The lights flicker. A cold draft sweeps through the windows. From the shadows I hear Jack’s voice again:
—Run.
Episode 3
The room turns icy. The old woman’s eyes widen as shadows stretch across the walls like claws.
—He’s here —she whispers, clutching a rosary made of ebony and bone.
Grace pushes me behind her, but fear no longer grips me. I’m no longer terrified of Jack; I’m terrified of what the old woman warned would come.
She sprinkles ash in a circle and tells me to stand inside.
—Don’t leave the circle, no matter what. Hear me? —she warns—. You’re now a bridge between life and death. Bridges are crossed both ways.
I step into the circle. My belly glows with the same unsettling light. The baby kicks harder than ever. Then a chorus of voices erupts—dozens, perhaps hundreds—shouts, moans, pleas, laughter, all rising from the darkness.
—Jack, please —I beg—. What’s happening?
He appears, but not as before. His eyes are empty, filled with sorrow and fear.
—I’m sorry —he says—. I never meant to drag you into this. I just wanted one more night, one more moment. I didn’t know I was opening a door.
Tears stream down my face.
—Why me? Why the baby?
He looks at my belly, then at me.
—Because our love was stronger than death. But love like that breaks the rules.
From the gloom a twisted, half‑faced monster with flaming eyes emerges, whistling a chilling tune. Jack steps in front of us.
—You can’t have her! —the monster roars—. You can’t take our child!
Jack shoves the creature back. The old woman begins chanting in an ancient tongue. Grace clutches my hand, crying.
—Ellie! Stay in the circle!
I scream as the monster lunges. Jack hurls himself at it. The old woman cries out:
—Now! Choose, girl! Life or love?
Jack, bloodied and fading, turns to me.
—You have to let me go, love. For our child. For you.
I shake my head, sobbing.
—I can’t lose you again!
—You never lost me. I live in him now, in you. Hold on, or they’ll take everything.
The lights explode, the floor cracks, shadows howl. With all the pain in my heart I shout his name and say goodbye.
At that moment Jack smiles, then disappears. The darkness recedes, the monster shrieks and dissolves into smoke, and silence falls.
I collapse. The circle fades.
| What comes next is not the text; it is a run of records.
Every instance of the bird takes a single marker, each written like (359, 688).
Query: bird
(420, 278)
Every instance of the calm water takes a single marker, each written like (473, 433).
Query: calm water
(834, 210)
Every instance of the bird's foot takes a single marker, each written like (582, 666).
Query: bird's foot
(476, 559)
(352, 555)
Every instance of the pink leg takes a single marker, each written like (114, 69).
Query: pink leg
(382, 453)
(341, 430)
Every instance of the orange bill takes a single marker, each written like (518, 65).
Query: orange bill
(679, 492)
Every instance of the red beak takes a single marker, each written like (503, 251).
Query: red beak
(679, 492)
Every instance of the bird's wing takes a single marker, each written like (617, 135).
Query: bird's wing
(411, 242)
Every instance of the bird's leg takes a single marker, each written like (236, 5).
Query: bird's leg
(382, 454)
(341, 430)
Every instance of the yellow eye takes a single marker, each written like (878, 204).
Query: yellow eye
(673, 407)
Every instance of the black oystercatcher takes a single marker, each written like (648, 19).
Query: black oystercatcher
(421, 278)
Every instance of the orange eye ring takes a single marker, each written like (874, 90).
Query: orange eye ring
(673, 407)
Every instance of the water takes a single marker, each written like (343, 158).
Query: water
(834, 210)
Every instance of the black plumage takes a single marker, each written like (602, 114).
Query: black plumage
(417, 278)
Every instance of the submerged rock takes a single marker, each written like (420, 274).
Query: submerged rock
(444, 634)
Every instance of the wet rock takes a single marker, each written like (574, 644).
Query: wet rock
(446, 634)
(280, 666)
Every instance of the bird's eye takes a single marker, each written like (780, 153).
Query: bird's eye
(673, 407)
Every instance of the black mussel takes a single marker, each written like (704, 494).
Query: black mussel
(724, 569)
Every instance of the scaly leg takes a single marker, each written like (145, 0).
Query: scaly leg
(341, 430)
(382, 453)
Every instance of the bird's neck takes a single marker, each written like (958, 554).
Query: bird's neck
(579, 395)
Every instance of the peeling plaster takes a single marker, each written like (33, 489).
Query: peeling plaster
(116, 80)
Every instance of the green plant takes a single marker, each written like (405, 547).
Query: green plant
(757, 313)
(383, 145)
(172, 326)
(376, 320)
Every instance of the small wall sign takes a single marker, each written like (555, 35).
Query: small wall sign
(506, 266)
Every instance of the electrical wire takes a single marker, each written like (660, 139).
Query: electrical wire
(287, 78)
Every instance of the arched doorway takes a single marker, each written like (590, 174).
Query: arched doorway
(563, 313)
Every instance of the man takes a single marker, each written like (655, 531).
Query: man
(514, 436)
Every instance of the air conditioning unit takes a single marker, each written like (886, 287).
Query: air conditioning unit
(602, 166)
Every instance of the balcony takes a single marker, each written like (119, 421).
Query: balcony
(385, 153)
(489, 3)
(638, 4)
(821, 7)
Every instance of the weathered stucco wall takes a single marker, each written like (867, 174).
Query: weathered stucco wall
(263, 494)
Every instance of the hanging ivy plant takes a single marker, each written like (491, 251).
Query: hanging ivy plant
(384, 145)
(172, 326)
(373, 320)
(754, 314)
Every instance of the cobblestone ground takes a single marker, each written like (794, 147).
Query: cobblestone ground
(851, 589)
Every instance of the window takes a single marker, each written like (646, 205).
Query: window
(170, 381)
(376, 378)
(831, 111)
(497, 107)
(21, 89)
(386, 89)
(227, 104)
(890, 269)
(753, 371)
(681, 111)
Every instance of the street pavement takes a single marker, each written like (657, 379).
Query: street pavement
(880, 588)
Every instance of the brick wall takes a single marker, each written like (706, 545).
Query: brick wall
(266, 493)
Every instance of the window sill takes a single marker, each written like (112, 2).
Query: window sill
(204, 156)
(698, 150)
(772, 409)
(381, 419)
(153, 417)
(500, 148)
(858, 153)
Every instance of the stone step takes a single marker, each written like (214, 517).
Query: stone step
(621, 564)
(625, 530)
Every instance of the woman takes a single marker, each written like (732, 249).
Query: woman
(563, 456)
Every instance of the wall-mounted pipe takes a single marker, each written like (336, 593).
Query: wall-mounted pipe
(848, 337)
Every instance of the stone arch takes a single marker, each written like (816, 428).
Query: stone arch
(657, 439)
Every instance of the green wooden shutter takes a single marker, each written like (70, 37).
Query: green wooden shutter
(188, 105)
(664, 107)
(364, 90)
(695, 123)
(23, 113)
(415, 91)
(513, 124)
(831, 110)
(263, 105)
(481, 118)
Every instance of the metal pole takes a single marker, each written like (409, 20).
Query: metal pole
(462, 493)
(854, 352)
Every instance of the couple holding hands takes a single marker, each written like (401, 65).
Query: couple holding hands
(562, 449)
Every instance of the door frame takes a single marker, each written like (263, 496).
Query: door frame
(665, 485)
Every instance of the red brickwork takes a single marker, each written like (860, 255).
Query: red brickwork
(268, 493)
The baby inside me kicks once, then again, and finally rests.
Nine months later I give birth to a boy. He doesn’t cry like other infants; he looks straight into my eyes, quiet and calm, as if he already knows everything. His skin glows faintly in the dark. Sometimes, when I sing to him at night, I swear I hear a second voice harmonising with mine—Jack’s voice.
I name—Jackson—meaning “son of Jack.” It never truly belongs to me.
Before crossing over, Jack leaves me one final gift: a piece of himself that no shadow can ever take away.